Friday, March 06, 2026

Michael Overton Interviewing Margaret Wright On Operations Research

I do not know what order these should be in or even if this is the entire interview. I did not know of either Margaret Wright or Michael Overton before stumbling on this. Apparently she was once president of the Society of Industrial and Applied Mathematicians, worked with George Dantzig at Stanford, and so on.

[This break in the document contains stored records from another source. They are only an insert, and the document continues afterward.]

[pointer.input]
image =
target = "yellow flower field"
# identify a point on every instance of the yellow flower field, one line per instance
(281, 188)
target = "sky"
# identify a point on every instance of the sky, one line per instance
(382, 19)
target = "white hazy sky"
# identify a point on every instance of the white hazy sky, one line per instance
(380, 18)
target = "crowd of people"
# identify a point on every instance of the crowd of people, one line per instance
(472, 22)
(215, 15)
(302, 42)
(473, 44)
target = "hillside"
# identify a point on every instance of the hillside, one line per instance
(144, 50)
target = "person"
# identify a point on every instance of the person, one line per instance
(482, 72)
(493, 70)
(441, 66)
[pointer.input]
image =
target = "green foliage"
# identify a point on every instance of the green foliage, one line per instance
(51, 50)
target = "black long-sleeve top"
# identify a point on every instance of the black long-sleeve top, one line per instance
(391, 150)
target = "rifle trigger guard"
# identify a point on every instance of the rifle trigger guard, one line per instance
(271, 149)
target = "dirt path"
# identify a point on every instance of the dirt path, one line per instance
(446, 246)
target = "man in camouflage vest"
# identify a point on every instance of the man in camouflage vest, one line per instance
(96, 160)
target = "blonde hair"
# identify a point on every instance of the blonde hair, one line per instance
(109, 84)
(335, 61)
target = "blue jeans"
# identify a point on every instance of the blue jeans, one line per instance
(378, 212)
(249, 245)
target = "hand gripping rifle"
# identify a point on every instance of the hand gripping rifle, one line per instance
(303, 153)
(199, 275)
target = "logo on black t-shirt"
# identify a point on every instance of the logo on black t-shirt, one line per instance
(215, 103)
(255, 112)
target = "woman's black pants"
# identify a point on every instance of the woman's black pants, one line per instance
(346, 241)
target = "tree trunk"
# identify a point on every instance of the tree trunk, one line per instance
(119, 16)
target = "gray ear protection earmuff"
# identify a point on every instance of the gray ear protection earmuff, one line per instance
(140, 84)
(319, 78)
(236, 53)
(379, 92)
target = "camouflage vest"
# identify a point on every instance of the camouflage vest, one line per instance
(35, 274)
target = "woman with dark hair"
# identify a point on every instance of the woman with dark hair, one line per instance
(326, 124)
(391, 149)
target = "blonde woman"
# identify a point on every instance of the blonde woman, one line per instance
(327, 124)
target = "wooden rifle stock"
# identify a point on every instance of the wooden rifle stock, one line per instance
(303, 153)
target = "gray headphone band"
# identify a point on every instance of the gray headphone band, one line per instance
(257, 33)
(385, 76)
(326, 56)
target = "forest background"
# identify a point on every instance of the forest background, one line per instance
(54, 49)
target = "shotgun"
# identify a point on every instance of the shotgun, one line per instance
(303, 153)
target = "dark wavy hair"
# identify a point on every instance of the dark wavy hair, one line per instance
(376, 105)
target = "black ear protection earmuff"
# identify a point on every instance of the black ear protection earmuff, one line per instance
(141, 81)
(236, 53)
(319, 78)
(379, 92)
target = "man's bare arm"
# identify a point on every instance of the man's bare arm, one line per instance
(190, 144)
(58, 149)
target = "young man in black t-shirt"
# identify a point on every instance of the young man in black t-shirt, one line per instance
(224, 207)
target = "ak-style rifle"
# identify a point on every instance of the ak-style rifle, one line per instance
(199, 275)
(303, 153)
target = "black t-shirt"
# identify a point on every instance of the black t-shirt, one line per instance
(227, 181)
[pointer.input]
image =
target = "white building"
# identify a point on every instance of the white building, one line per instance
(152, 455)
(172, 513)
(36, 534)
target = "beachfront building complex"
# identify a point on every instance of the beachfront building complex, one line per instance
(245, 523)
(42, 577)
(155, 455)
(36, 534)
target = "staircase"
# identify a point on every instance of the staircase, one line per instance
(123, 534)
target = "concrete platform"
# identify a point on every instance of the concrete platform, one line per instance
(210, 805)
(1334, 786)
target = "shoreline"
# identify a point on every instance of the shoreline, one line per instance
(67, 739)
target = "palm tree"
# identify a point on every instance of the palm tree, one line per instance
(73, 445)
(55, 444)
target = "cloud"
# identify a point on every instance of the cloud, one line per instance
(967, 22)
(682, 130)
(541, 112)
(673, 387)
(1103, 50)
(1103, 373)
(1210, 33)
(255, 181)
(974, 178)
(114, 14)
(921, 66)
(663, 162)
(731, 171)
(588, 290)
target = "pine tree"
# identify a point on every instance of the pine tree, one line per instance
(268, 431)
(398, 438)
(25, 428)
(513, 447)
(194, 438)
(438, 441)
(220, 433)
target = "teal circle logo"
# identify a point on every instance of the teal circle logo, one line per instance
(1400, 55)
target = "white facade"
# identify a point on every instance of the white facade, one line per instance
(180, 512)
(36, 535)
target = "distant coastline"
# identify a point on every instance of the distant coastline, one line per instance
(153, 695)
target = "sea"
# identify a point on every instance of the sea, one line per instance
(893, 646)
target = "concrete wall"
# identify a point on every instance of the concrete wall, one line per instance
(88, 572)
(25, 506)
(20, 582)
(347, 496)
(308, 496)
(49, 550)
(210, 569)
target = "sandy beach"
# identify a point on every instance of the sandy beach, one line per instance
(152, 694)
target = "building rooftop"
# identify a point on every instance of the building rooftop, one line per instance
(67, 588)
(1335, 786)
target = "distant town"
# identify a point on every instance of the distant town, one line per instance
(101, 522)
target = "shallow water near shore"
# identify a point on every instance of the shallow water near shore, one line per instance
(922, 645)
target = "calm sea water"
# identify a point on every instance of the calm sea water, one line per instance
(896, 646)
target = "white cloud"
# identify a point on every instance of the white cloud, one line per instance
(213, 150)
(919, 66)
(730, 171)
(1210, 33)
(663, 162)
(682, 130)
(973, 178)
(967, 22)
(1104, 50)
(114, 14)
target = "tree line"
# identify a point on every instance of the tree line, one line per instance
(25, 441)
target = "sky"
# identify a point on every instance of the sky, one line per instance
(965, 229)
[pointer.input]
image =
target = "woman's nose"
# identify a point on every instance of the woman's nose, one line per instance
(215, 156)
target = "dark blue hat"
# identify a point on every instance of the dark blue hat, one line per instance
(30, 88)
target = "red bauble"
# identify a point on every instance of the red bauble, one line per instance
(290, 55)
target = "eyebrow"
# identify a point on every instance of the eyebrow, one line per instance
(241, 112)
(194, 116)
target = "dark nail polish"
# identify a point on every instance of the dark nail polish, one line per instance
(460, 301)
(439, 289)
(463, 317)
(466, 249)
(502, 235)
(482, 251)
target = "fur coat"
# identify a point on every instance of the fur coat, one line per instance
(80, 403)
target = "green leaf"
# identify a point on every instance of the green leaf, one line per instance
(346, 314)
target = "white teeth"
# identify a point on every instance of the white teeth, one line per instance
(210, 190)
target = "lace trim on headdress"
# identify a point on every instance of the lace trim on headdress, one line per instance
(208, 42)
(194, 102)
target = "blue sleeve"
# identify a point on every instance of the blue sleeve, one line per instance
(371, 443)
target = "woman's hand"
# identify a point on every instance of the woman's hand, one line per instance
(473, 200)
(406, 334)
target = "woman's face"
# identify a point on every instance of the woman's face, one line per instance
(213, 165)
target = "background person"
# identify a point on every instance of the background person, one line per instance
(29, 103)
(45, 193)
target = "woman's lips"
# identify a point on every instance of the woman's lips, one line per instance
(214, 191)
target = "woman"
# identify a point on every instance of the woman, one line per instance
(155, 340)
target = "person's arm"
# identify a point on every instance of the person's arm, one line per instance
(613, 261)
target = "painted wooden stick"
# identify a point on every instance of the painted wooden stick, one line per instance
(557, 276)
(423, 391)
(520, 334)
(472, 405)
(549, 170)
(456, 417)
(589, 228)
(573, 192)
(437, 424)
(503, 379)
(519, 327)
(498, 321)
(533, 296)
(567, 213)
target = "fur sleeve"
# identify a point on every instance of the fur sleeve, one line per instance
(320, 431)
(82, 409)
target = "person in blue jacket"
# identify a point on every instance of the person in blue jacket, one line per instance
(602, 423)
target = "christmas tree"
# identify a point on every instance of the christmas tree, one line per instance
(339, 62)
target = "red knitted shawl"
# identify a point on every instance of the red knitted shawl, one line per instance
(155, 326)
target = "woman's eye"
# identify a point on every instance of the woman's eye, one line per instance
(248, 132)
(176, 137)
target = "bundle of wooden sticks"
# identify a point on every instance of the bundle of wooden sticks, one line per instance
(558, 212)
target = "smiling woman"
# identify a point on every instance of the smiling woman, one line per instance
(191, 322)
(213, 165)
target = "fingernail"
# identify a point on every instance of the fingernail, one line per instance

I think I have not appreciated how much progress has been made in the last few decades:

"... but look back and see the progress we've made. So in optimization at various points people have said well, for nonlinear problems, you can solve problems with hundreds of variables. Of course, that's a very imprecise statement. They never say what kind of problems or whatever. Today we had a talk where the person was talking about hundreds of thousands or millions of variables. That's an amazing change. It's an amazing change in capability. And it's not all due to computer hardware. I think sometimes people think, oh, machines are faster; machines are bigger. But it's smarter and better algorithms, which is the area you and I work in, right? Not making faster machines. We try to take advantage of them, but we don't make them run faster. And to me, that's astonishing. And the great part of it, I think there's still interesting problems that don't have many variables in this non-derivative optimization area." -- Margaret Wright

I do not understand interior point methods or why the Simplex algorithm works so well on average.